福井・美方高出身の平林は国学院大のエースであり、学生長距離界のトップランナーではある。が、学生3大駅伝の結果だけ見れば、今回のマラソンの結果には結びつかない。

平林清澄の学生3大駅伝の結果


平林は1年生の時から学生3大駅伝全てに出場している。いずれも区間上位で安定した力を出しているものの、区間賞は昨年の全日本大学駅伝の1度だけだ。もしかしたら、駅伝のような短い距離ではなく、マラソンのような長い距離に適性があるのかもしれない。

パリ五輪の規定タイムには届かず

これだけの好タイムだから今年のパリ五輪代表に、と思うかもしれないが、それはかなわない。

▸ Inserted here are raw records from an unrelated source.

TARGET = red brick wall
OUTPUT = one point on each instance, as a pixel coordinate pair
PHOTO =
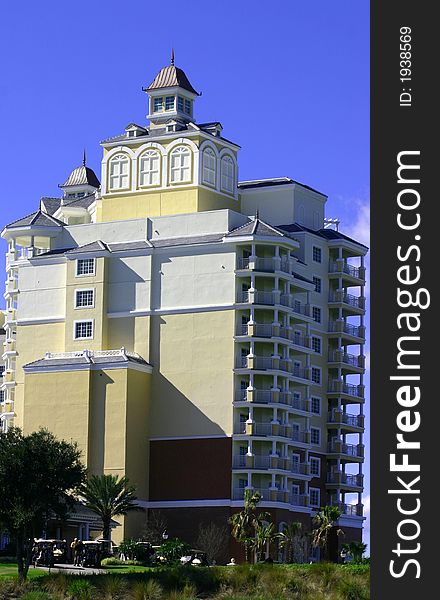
(198, 469)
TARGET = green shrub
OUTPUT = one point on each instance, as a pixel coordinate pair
(173, 550)
(353, 589)
(36, 595)
(116, 562)
(80, 589)
(113, 587)
(56, 584)
(147, 590)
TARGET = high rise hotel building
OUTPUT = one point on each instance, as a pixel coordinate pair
(199, 334)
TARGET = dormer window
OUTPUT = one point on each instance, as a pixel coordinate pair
(158, 104)
(227, 174)
(209, 165)
(180, 165)
(119, 172)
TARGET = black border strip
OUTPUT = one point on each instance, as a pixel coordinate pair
(404, 123)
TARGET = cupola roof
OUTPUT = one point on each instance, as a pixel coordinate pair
(171, 76)
(82, 175)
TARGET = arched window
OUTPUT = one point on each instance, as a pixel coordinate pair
(119, 172)
(180, 164)
(228, 182)
(149, 168)
(209, 166)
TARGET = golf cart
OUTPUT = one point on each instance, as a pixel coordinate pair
(46, 553)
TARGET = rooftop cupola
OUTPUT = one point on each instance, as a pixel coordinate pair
(82, 181)
(171, 96)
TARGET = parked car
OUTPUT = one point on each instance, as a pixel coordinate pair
(46, 553)
(92, 552)
(197, 558)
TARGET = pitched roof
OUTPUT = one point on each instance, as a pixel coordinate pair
(49, 205)
(171, 76)
(82, 175)
(87, 358)
(256, 227)
(37, 219)
(328, 234)
(274, 181)
(331, 234)
(97, 246)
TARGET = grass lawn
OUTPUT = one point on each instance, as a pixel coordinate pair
(10, 570)
(246, 582)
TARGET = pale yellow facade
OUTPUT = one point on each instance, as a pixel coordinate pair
(154, 309)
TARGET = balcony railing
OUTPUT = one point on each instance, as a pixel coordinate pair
(350, 299)
(267, 428)
(344, 267)
(346, 418)
(344, 357)
(345, 479)
(265, 462)
(340, 387)
(348, 328)
(351, 510)
(336, 446)
(274, 397)
(269, 330)
(269, 495)
(271, 363)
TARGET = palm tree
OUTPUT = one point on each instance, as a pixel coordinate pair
(108, 496)
(355, 550)
(324, 522)
(265, 535)
(290, 538)
(245, 521)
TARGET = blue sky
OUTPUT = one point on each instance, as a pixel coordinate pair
(289, 80)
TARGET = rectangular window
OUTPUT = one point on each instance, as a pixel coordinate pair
(84, 298)
(316, 375)
(316, 314)
(315, 497)
(85, 266)
(317, 254)
(158, 104)
(315, 466)
(316, 344)
(315, 436)
(318, 284)
(315, 406)
(83, 330)
(169, 103)
(295, 462)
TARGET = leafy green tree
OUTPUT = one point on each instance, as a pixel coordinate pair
(39, 475)
(354, 550)
(244, 522)
(323, 522)
(108, 496)
(172, 551)
(294, 542)
(265, 534)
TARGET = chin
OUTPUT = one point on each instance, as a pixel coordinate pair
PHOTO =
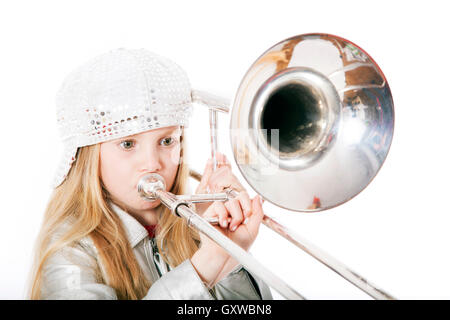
(146, 205)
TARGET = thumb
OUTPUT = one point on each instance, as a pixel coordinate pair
(257, 214)
(205, 177)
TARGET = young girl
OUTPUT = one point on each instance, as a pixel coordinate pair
(121, 116)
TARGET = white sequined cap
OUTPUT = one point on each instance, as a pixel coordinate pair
(120, 93)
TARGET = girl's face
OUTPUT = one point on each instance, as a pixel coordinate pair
(124, 161)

昨年のMGC(マラソングランドチャンピオンシップ)で代表3枠のうち、2枠が決定。3枠目の代表になるためには、今回の大阪マラソン、3月3日の東京マラソンで日本陸連の定めた「2時間5分50秒」を切ることが必須条件だった。そのため、平林がパリ五輪代表になることはないのだ。

なお、両大会でこの記録を切る選手がいない場合は、MGC3位の大迫傑(ナイキ)が3枠目の代表になる。

ただ、平林が2028年ロサンゼルス五輪の希望の星になったことは間違いない。まだ大学3年生。これからどれだけ記録を伸ばしていくのか、楽しみである。